Federal regulators on Wednesday ruled that General Electric’s lending unit is no longer a threat to the financial system, allowing the conglomerate to escape from additional government oversight measures established to prevent another 2008-style financial crisis.
GE had fought for years to shed its “too big to fail” designation, aggressively shrinking the footprint of its finance business, including selling its credit card unit, and recasting itself as an industrial company that makes airplane engines, trains and other massive manufacturing equipment. On Wednesday, regulators agreed to allow the firm to shed its designation as a “systemically important financial institution” and the regulatory burdens that came with it, including maintaining a bigger financial cushion.
GE Capital is a “smaller, safer financial services company,” said the company’s chairman, Keith Sherin.
This is a major victory for GE and may chart a path forward for other large companies that have operated under tougher government oversight since the financial crisis.
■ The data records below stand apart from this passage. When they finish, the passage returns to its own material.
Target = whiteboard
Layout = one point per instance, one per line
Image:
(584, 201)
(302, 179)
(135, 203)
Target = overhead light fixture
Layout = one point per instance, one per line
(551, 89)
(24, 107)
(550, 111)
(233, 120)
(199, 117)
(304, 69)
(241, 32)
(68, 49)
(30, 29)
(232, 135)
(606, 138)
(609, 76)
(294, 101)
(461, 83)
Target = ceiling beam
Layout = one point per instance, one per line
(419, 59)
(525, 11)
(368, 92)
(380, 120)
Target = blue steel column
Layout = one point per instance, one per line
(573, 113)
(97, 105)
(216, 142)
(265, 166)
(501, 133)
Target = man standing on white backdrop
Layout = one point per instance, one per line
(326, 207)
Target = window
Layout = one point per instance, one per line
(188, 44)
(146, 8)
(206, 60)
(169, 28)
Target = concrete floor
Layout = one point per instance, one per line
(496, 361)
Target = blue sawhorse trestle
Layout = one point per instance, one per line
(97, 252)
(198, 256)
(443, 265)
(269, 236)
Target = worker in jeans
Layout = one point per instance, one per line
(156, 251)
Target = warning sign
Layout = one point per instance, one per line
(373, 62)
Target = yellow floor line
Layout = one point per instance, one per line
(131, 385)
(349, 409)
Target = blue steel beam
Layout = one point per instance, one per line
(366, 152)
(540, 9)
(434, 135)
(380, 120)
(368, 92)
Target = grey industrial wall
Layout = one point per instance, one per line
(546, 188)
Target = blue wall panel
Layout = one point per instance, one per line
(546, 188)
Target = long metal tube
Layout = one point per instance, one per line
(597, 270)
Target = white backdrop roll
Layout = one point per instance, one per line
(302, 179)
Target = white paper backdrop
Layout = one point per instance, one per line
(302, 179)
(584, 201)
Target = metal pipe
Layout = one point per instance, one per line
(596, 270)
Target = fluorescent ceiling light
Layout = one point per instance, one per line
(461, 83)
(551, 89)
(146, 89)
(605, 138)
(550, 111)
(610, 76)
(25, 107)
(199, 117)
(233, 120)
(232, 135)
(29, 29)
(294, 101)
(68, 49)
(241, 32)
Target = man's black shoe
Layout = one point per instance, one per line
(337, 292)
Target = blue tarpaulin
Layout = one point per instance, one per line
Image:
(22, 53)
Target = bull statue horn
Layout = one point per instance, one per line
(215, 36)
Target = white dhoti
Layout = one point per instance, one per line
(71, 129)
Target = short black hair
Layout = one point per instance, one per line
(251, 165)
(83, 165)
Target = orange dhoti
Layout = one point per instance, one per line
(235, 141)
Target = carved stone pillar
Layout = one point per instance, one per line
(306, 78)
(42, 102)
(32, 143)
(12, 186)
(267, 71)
It also comes as regulators are under pressure to prove that the systems put in place to prevent future taxpayer bailouts of “too big to fail” institutions are working.
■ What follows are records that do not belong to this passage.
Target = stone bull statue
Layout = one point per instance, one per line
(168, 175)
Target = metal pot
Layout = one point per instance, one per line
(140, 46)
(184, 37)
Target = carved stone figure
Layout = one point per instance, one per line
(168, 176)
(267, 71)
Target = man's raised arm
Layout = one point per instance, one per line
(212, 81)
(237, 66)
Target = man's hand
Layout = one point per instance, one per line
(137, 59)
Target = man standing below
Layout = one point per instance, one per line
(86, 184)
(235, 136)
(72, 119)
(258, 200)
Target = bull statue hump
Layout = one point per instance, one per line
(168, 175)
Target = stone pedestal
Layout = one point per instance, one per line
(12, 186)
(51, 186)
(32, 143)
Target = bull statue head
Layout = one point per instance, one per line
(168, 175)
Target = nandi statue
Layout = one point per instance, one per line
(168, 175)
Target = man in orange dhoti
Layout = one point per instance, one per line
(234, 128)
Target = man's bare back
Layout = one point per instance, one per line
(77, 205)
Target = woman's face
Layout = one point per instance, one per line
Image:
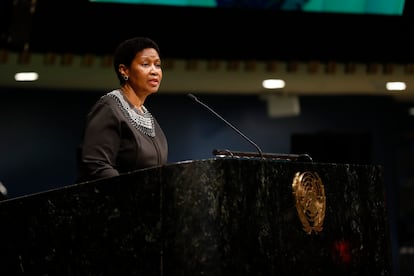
(145, 73)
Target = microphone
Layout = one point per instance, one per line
(230, 125)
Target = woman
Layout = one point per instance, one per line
(120, 133)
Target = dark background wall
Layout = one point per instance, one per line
(40, 130)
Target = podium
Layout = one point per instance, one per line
(218, 216)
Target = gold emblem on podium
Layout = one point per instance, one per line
(309, 194)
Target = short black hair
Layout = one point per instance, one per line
(127, 50)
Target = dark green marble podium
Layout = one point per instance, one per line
(220, 216)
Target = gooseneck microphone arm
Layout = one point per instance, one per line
(230, 125)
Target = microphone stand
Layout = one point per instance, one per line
(229, 124)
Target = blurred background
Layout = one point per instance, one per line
(334, 58)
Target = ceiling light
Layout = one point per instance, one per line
(26, 76)
(396, 85)
(273, 83)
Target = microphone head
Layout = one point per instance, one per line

The decision to rescind GE Capital’s additional government oversight “is the result of a methodical analysis of risks that is in keeping with the law and the lessons of the financial crisis,” Treasury Secretary Jack Lew said in a statement. “GE Capital has made fundamental strategic changes that have resulted in a company that is significantly smaller and safer, with more stable funding.”
The government panel guiding this process, known as the Financial Stability Oversight Council or FSOC, has been under attack on Capitol Hill and in the courts. In Congress, Republicans have argued the panel has too much power and should be reined in.
But an even greater threat to the panel is in the courts. Earlier this year, MetLife won a crucial ruling challenging FSOC’s decision that it too was too big to fail. MetLife, the large insurance company, fought the label from the beginning, arguing FSOC did not properly assess the insurer’s financial strength and that it does not engage in the type of risky behavior that could rattle the economy.
The Treasury Department is fighting the ruling, which public advocates have warned could cripple the government’s ability to prevent another financial crisis.
“Contrary to the nonstop, hysterical claims of industry and its political allies, FSOC has been thorough, deliberative, and fair throughout the designation process, focusing carefully on a rigorous data-driven analysis and clear systemic threats,” said Dennis Kelleher, president of Better Markets, a financial markets public interest group.